Spain’s National Police dismantled a highly sophisticated cybercriminal network responsible for a series of sustained cyberattacks targeting critical infrastructure and public institutions. In a coordinated international operation dubbed “Borraska,” four individuals were arrested on Tuesday — two in Madrid, one in Córdoba, and one in Andorra. The suspects are accused of forming part of an advanced criminal organization engaged in cyberattacks, data exploitation, and money laundering.
The group operated under a compartmentalized and hierarchical structure, with each member holding a critical, specialized role. Authorities described the network as a “private intelligence service” that masked its illicit activities behind a façade of tech consultancy.
According to investigators, the group developed and maintained a robust technological infrastructure designed to avoid detection. This included cloud-distributed servers, end-to-end encryption, identity obfuscation techniques, and cryptocurrency-based financial operations. These methods enabled the group to operate in the shadows, targeting public bodies, energy companies, transport systems, telecom networks, and educational platforms across several countries.
The organization created a custom-built platform capable of storing, indexing, and monetizing massive volumes of personal and institutional data. This allowed it to develop detailed individual and organizational profiles, cross-reference information in real-time, and offer personalized intelligence services to third parties via encrypted communication channels on social networks.
Authorities revealed that the group functioned as a private intelligence network with clearly defined divisions: technological development, financial management via crypto assets, legal advisory, and international operations.

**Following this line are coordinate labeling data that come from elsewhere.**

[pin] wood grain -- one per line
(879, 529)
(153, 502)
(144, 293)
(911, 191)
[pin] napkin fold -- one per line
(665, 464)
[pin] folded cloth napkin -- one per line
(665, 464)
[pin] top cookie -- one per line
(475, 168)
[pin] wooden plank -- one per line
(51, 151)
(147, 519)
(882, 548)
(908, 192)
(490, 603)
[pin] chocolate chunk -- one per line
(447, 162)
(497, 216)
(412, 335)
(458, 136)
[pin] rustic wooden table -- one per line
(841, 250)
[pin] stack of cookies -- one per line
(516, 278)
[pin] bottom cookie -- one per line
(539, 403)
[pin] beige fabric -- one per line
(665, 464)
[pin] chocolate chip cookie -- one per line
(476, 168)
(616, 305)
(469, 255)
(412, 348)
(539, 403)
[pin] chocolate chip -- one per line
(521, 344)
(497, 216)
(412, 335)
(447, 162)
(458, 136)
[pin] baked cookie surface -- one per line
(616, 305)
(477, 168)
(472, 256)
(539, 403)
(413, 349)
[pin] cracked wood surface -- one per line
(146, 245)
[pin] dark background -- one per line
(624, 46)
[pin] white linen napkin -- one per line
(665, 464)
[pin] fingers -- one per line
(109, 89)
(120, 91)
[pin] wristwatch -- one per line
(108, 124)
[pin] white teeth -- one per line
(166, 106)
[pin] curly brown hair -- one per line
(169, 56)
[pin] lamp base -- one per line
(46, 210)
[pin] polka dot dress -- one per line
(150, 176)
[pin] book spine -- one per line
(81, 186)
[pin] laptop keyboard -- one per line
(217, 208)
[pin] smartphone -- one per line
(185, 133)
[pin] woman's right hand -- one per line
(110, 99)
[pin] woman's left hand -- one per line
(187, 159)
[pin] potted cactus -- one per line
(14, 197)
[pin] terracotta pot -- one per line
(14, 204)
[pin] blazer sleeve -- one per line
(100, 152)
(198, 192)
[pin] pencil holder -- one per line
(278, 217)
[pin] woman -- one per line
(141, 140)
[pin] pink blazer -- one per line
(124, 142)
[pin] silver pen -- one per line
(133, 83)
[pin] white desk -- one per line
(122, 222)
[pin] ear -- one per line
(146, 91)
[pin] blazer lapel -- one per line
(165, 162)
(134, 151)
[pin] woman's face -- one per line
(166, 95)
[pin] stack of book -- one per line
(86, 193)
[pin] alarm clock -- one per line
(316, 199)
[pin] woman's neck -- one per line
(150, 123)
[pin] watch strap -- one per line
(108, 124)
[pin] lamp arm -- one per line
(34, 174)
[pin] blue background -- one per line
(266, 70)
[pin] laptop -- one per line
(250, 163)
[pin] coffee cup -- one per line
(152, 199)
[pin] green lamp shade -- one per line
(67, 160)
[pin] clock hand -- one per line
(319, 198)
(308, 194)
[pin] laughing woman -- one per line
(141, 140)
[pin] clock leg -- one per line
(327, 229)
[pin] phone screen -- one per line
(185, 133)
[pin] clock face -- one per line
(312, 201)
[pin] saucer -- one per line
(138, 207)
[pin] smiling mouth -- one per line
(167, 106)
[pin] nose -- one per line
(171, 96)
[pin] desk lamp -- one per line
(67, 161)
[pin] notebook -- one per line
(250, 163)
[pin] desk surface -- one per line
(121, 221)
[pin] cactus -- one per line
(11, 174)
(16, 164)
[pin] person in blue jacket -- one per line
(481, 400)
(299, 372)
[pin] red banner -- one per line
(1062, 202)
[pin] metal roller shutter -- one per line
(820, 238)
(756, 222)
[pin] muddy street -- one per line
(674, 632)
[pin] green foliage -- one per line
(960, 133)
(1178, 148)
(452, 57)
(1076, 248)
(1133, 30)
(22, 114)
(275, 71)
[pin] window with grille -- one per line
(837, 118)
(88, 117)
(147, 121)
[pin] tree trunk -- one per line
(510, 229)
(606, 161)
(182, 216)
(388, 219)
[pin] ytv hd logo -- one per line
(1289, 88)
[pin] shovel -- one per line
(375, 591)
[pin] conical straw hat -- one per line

One member was reportedly responsible for expanding the group’s reach abroad through established professional relationships.
The network laundered its operations through fake consulting services and shell companies, integrating into business and institutional environments with minimal suspicion.
The police officers have been able to recover critical cloud-based infrastructure and sensitive data that had been illegally obtained and processed, including the primary servers.
Among the recovered data were personal records tied to millions of citizens, including school records, civil registries, pet databases, public transit passes, phone logs, and utility billing information. Authorities believe that many of the affected institutions may have been unaware of the breaches or of the covert use of their data.